Story of Burkett’s Ride: Automobile Goes on the Warpath and Creates a Sensation in Nebraska Town

This dramatic headline appeared over an article in the Omaha Daily News about a trip made by H. E. Fredrickson into Blair, Nebraska, in his new steam-powered automobile in October of 1900. The story, slightly edited, goes something like this:

Undertaker H. K. Burkett had impressed Fredrickson and his automobile into service to get to Blair on an urgent call, inasmuch as he could not catch a train until much later in the day.

Fredrickson deposited Burkett at the place where he wanted to go and then went downtown to snatch a bite to eat. He stopped his vehicle before the eating place and forgot to hitch it. The sight of the horseless wagon naturally attracted a whole lot of attention, and before long five-sixths of the population was gathered about it.

“By gum, this yere’s a funny wagon,” remarked a prominent citizen as he stored a hunk of tobacco in his face. “Where do you suppose he hitches his mules?”

This interesting topic was being discussed with gusto when the automobile gave vent to a snort of steam. Most of the crowd drew back, but the bolder spirits held their ground. “Gee whiz, Bill, the buggy’s on fire,” yelled one of them. “Go call the fire company.”

He went closer to the vehicle to investigate and accidentally struck the propelling lever. The machine started and the investigator grabbed hold of it to stop it, but it pulled him along.

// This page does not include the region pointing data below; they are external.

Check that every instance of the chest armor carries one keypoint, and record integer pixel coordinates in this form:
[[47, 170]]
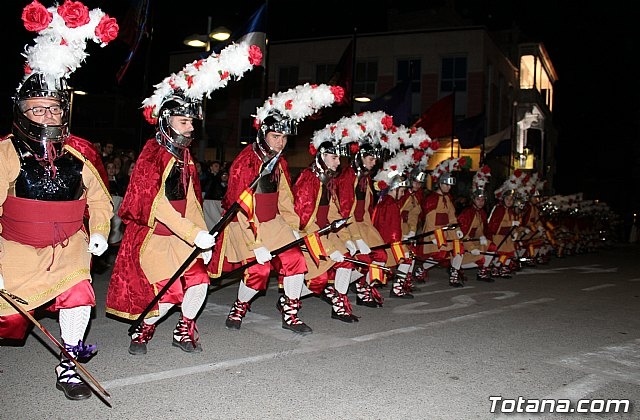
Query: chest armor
[[361, 189], [324, 196], [268, 183], [36, 179], [173, 186]]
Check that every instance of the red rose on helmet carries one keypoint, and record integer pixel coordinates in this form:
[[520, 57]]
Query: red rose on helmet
[[107, 29], [36, 17], [74, 13], [147, 113], [338, 93], [255, 55], [387, 122]]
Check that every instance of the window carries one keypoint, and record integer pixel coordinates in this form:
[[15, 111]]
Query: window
[[453, 75], [287, 77], [324, 72], [410, 70], [366, 78]]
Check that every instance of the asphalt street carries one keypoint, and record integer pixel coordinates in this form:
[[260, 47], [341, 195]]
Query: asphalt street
[[566, 331]]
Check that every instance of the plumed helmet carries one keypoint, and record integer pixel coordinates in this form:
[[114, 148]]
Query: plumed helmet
[[319, 166], [58, 50], [41, 135], [398, 181], [509, 192], [277, 122], [176, 104], [419, 176], [447, 178], [478, 193], [364, 150]]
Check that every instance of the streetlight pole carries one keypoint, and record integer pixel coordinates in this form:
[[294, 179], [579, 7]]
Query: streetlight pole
[[204, 139]]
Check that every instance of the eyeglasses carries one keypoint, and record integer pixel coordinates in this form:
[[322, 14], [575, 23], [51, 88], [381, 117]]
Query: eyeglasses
[[39, 111]]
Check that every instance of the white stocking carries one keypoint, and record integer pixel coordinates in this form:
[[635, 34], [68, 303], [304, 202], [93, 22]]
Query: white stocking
[[73, 323], [193, 300], [343, 278], [245, 293], [293, 286]]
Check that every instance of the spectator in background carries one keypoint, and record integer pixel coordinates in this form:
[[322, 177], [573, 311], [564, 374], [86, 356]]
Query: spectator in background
[[107, 151]]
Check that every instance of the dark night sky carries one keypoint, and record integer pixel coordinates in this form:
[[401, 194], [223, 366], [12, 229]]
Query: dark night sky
[[593, 45]]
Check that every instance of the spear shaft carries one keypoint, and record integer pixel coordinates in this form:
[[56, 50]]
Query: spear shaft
[[83, 371]]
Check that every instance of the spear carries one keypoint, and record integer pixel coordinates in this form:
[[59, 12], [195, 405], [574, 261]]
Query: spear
[[414, 238], [364, 264], [331, 227], [9, 297], [231, 212]]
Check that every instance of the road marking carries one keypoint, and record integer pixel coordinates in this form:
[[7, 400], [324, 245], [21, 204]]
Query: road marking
[[583, 269], [311, 344], [598, 287], [459, 301], [613, 363]]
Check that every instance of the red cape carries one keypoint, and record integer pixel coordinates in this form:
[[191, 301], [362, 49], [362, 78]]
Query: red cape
[[129, 291]]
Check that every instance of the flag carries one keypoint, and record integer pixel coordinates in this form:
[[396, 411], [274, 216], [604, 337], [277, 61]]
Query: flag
[[395, 102], [343, 74], [492, 141], [254, 32], [315, 247], [470, 131], [458, 247], [133, 29], [397, 251], [375, 273], [246, 204], [437, 121], [440, 238]]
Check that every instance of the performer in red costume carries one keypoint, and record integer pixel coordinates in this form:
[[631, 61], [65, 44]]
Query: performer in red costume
[[316, 204], [54, 201], [473, 224], [503, 225], [413, 218], [388, 220], [356, 199], [440, 212], [533, 249], [162, 208], [272, 221]]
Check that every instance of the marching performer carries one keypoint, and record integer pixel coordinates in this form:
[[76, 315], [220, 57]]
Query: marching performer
[[162, 208], [503, 225], [316, 204], [54, 201], [473, 224], [269, 220], [440, 212], [356, 198]]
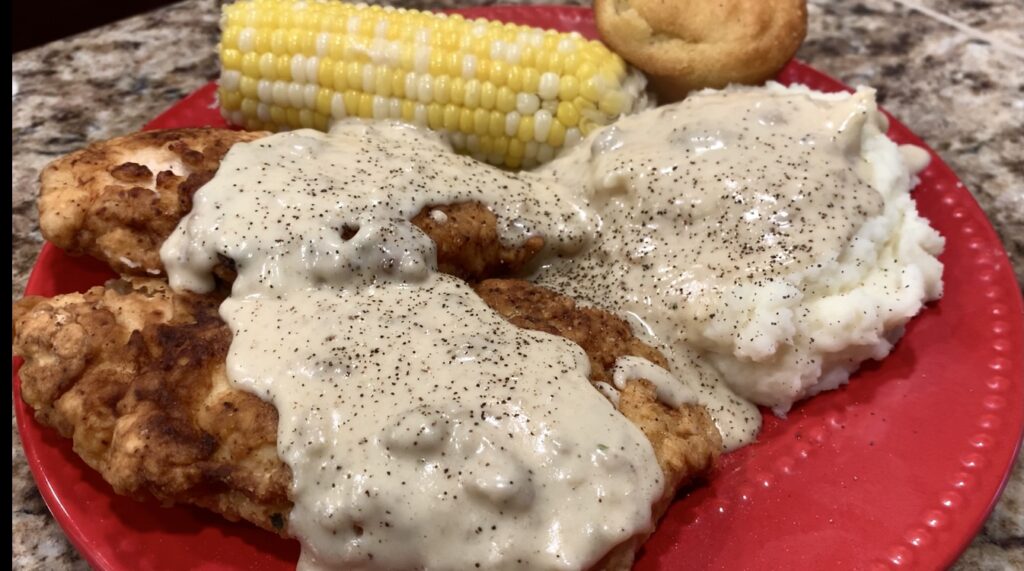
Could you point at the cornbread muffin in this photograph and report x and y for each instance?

“Hully gee, help,” yelled he when he had been pulled some thirty feet down the road. During the whole performance up to this time, the crowd had stood rooted to the spot with their eyes sticking out of their heads. The yell awakened a dozen sturdy men, however, and they started off in pursuit of the mobile and its victim.

Half of them grabbed hold of the wheels and tried to pull it to a stop. The other half went to the front and pushed against it. The latter were run over for their pains, inasmuch as the automobile persisted in going ahead.

It was a moment of great excitement, and Fredrickson, attracted by the hubbub, rushed out from the restaurant. He saw his mobile jauntily sailing down the road with the mob of men clinging to it and sized up the situation in a moment. He touched only the high spots in pursuit and meanwhile yelled, “Pull back the lever. Pull back the lever!”

Somebody heard him and yanked back the lever. He, however, pulled it back too far. The mobile halted for just an instant and then backed suddenly, throwing a half a dozen men to the ground and running over them. A score grabbed hold of the machine again, while the rest of the crowd stood in the middle of the road trying to stop it with upraised arms and jumping up and down. The mobile paid no attention to them, and Fredrickson was about ready to bid it adieu when it suddenly ran up against a store and came to a halt. No damage had been done to the machine, but half a dozen Blair citizens believed that they had broken arms or legs until a physician told them they were all right.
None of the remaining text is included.